Sociologie de l’horreur
Sur le plan sociologique, en effet, le cinéma d’épouvante n’a pas son pareil pour rendre compte de l’état d’esprit d’une société à un moment X. Les États-Unis sont évidemment les plus portés sur l’auto(psych)analyse, en témoigne leur abondante production. L’invasion des profanateurs (1956) avec ces Américains moyens remplacés par des doubles extraterrestres en pleine hystérie communiste, La nuit des morts-vivants (1968) et cet ultime survivant noir tiré à bout portant par l’armée pendant que le pays vibre au rythme du mouvement pour les droits civiques, Les femmes de Stepford (1975) auxquelles les chers maris substituent des clones robots plus obéissants venant rappeler la fragilité des acquis féministes…
Même lorsqu’il demeure au ras des pâquerettes, par exemple dans Vendredi 13 (1980), où un tueur masqué massacre un groupe d’adolescents libidineux alors que le conservatisme reprenait ses droits après les « écarts » du Peace Love et de l’amour libre, le film d’horreur finit généralement par exprimer beaucoup plus que ce qui est écrit dans le scénario.

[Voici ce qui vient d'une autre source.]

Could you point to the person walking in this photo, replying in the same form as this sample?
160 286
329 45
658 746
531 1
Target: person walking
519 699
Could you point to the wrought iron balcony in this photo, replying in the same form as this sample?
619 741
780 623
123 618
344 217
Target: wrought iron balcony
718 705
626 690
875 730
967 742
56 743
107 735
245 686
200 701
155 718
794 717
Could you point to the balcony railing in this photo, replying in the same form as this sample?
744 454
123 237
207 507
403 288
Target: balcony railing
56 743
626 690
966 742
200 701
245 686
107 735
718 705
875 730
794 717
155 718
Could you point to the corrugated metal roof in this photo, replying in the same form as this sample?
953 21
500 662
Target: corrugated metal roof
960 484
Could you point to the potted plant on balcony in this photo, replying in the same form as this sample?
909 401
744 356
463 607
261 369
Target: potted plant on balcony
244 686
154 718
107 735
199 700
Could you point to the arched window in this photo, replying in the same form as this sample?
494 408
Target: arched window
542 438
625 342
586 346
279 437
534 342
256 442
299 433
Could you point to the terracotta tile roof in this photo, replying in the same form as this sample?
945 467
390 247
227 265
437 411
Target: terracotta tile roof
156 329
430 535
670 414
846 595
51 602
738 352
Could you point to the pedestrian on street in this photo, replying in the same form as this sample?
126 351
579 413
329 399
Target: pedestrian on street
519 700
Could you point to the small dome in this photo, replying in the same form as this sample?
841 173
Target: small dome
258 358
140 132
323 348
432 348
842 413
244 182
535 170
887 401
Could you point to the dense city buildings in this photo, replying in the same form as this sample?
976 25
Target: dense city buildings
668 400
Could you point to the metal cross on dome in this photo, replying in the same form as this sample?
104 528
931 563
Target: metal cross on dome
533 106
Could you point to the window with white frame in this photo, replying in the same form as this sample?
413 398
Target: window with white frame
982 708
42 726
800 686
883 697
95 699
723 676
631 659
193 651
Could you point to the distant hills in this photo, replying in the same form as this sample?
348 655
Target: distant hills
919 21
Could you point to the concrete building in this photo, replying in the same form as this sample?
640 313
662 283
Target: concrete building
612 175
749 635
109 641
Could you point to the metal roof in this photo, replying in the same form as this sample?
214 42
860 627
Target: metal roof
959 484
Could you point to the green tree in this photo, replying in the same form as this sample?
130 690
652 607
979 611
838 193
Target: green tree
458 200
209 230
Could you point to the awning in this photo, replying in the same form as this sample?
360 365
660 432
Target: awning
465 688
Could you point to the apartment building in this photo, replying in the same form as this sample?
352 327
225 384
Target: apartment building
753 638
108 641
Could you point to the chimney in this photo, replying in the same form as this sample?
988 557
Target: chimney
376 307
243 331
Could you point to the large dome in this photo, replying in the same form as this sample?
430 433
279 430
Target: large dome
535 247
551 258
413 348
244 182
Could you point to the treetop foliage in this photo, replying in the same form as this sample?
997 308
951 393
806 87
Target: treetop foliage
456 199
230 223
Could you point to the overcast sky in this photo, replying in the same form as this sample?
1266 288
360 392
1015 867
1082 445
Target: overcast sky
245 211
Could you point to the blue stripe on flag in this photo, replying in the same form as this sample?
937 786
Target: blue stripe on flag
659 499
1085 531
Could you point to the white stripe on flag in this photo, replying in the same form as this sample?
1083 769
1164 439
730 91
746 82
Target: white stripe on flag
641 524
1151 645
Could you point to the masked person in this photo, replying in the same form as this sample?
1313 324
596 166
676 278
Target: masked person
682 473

Et c’est justement parce qu’à un niveau subconscient il évoque des enjeux vécus ou ressentis « ici et maintenant » qu’il résonne auprès d’autant de monde.
Le retour du refoulé
Paradoxalement, Traquée est, pour toute sa contemporanéité thématique, une oeuvre nostalgique. Âgé de 40 ans, le réalisateur David Robert Mitchell aligne les références aux films d’horreur des années 1970-1980 sur fond sonore évoquant ouvertement la musique de John Carpenter, cinéaste et compositeur cultes de cette période, celle de son enfance.
Loin de déséquilibrer le film, cette dichotomie l’enrichit, au contraire. Ainsi assiste-t-on, en quelque sorte, à un retour du refoulé cinématographique. Manifestement, David Robert Mitchell a été marqué par la scène de la baignoire dans Shining (1980), celle où une ravissante nymphe sort du bain pour enlacer Jack Nicholson qui, après avoir embrassé la belle apparition, se rend compte qu’il étreint une vieille femme cadavérique aux chairs rendues putrides par un séjour prolongé dans l’eau.
Dans un « accusé de régression » stupéfiant, Traquée révèle que, 35 ans plus tard, la simple vue d’un corps nu, même jeune et beau, suffit désormais à générer de la peur.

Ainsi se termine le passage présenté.